Na Múmia a posição é absolutamente exata.
Música longínqua,
Música excessivamente longínqua;
Para que a Vida passe
E colher esqueça aos gestos.
V
Porque abrem as coisas alas para eu passar?
Tenho medo de passar entre elas, tão paradas conscientes
Tenho medo de as deixar atrás de mim a tirarem a Máscara
Mas há sempre coisas atrás de mim.
Sinto a sua ausência de olhos fitar-me, e estremeço.
Sem se mexerem, as paredes vibram-me sentido.
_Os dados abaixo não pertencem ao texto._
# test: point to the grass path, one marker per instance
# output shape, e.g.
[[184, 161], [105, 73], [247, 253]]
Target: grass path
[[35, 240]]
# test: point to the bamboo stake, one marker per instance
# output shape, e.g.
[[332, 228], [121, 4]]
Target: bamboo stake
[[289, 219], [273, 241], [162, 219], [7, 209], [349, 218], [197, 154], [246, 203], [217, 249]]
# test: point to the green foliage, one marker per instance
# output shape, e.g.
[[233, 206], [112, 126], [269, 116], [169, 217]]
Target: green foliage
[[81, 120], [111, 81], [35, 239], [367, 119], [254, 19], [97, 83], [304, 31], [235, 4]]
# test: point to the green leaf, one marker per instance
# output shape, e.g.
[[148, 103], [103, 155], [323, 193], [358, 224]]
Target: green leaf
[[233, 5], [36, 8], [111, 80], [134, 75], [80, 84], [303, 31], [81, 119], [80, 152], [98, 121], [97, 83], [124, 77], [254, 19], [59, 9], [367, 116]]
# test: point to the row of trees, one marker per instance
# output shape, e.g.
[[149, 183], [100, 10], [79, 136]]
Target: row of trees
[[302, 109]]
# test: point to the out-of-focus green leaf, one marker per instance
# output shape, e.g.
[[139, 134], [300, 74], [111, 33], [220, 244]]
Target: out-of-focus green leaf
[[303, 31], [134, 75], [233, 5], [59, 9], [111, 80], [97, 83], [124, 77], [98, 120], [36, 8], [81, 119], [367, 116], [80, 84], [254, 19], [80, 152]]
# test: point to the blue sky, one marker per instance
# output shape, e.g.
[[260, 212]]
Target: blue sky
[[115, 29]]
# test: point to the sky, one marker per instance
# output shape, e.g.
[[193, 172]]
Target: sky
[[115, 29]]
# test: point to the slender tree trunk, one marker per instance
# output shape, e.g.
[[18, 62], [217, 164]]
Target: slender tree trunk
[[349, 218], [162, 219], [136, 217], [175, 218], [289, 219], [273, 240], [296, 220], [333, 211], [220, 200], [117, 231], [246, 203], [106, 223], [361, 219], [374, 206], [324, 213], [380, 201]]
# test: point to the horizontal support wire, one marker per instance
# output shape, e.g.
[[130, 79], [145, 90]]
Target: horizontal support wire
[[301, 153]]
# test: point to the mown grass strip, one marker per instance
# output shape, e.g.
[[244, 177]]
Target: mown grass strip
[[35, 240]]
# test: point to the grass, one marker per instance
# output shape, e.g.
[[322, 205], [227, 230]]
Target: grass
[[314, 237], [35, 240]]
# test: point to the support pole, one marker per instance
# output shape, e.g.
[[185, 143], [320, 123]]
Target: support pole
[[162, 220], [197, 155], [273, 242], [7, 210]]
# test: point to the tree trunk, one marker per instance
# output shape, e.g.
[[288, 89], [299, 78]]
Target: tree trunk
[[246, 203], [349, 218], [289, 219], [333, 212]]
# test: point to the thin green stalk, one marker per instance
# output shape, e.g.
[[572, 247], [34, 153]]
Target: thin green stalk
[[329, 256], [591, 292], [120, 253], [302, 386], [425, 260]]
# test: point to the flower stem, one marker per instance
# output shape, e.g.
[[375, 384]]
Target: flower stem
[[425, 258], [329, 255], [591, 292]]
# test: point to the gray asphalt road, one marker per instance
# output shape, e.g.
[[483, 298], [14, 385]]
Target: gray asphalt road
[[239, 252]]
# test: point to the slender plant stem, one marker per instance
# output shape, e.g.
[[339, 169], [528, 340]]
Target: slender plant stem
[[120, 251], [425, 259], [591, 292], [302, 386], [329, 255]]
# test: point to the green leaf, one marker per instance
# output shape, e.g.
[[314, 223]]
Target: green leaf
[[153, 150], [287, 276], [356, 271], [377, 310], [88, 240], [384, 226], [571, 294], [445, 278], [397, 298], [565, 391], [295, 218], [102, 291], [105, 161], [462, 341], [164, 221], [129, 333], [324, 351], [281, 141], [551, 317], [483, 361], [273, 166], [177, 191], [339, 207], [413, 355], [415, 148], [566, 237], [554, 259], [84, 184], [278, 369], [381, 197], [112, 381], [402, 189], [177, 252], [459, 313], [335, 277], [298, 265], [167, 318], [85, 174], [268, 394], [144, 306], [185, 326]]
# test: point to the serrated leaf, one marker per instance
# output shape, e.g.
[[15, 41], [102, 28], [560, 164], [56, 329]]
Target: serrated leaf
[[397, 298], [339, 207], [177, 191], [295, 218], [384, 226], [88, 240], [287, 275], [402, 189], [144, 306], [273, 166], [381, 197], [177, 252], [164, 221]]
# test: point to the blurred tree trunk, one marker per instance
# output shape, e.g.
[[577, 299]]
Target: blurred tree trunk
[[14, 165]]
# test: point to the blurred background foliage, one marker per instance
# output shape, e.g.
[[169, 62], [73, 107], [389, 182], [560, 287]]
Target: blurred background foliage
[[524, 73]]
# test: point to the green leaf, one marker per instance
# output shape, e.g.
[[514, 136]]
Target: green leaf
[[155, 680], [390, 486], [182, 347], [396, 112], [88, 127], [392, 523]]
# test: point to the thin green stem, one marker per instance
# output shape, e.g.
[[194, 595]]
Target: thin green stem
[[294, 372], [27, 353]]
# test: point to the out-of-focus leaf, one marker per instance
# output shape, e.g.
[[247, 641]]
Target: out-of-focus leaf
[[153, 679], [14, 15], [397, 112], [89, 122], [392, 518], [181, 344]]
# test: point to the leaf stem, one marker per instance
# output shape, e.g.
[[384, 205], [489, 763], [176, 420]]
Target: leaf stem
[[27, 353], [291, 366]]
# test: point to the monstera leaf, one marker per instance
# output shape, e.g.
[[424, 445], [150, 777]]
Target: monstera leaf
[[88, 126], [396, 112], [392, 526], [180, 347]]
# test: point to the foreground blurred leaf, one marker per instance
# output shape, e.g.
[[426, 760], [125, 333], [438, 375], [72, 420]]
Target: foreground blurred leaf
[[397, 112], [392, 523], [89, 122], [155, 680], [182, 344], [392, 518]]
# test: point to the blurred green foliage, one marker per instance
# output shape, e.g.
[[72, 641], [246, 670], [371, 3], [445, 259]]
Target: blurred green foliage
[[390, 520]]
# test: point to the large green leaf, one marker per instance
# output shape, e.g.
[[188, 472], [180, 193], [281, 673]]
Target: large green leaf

Falam comigo sem voz de dizerem-me as cadeiras
Os desenhos do pano da mesa têm vida, cada um é um abismo
Luz a sorrir com visíveis lábios invisíveis
A porta abrindo-se conscientemente
Sem que a mão seja mais que o caminho para abrir-se
De onde é que estão olhando para mim?
Que coisas incapazes de olhar estão olhando para mim
Quem espreita de tudo?
As arestas fitam-me.
Sorriem realmente as paredes lisas.
Sensação de ser só a minha espinha.
As espadas.
[23]FICÇÕES DO INTERLÚDIO
I
Plenilúnio
As horas pela alameda
Arrastam vestes de seda,
Vestes de seda sonhada
Pela alameda alongada
Sob o azular do luar...
E ouve-se no ar a expirar —
A expirar mas nunca expira —
Uma flauta que delira;
Que é mais a ideia de ouvi-la
Que ouvi-la quase tranquila
Pelo ar a ondear e a ir...
Silêncio a tremeluzir...
II
Saudade dada
Em horas ainda louras, lindas
Clorindas e Belindas, brandas,
Brincam no tempo das berlindas,
As vindas vendo das varandas.
De onde ouvem vir a rir as vindas
Fitam a fio as frias bandas.
Mas em torno à tarde se entorna
A atordoar o ar que arde
Que a eterna tarde já não torna!
E em tom de atoarda todo o alarde
Do adornado ardor transtorna
No ar de torpor da tarda tarde.
E há nevoentos desencantos
Dos encantos dos pensamentos
Nos santos lentos dos recantos
Dos bentos cantos dos conventos...
Prantos de intentos, lentos, tantos
Que encantam os atentos ventos.
III
Pierrot bêbado
Nas ruas da feira,
Da feira deserta,
Só a lua cheia
Branqueia e clareia
As ruas da feira
Na noite entreaberta.
Só a lua alva
Branqueia e clareia
A paisagem calva
De abandono e alva
Alegria alheia.
Bêbada branqueia
Como pela areia
Nas ruas da feira,
Da feira deserta,
Na noite já cheia
De sombra entreaberta.
A lua branqueia
Nas ruas da feira
Deserta e incerta...
IV
Minuete invisível
Elas são vaporosas,
Pálidas sombras, as rosas
Nadas da hora lunar..
Vêm, aéreas, dançar
Como perfumes soltos
Entre os canteiros e os buxos...
Chora no som dos repuxos
O ritmo que há nos seus vultos...
Passam e agitam a brisa...
Pálida, a pompa indecisa
Da sua flébil demora
Paira em auréola à hora...
Passam nos ritmos da sombra...
Ora é uma folha que tomba,
Ora uma brisa que treme
Sua leveza solene...
E assim vão indo, delindo
Seu perfil único e lindo,
Seu vulto feito de todas,
Nas alamedas, em rodas,
No jardim lívido e frio...
Passam sozinhas, a fio,
Como um fumo indo, a rarear,
Pelo ar longínquo e vazio,
Sob o, disperso pelo ar,
Pálido pálio lunar...
V
Hiemal
Baladas de uma outra terra, aliadas
Às saudades das fadas, amadas por gnomos idos,
Retinem lívidas ainda aos ouvidos
Dos luares das altas noites aladas...
Pelos canais barcas erradas
Segredam-se rumos descridos...
E tresloucadas ou casadas com o som das baladas,
As fadas são belas, e as estrelas
São delas... Ei-las alheadas...
E são fumos os rumos das barcas sonhadas,
Nos canais fatais iguais de erradas,
As barcas parcas das fadas,
Das fadas aladas e hiemais
E caladas...
Toadas afastadas, irreais, de baladas...
Ais...
Fernando Pessoa.
O poema “Minuete Invisivel“, aqui incluído em “Ficções do Interlúdio”, foi republicado em Diário dos Açores, 17 de junho de 1930, com algumas diferenças ortográficas.
Episódios (A Múmia, Ficções do Interlúdio)
Fernando Pessoa
Portugal Futurista , novembro de 1917, pp. 21-23.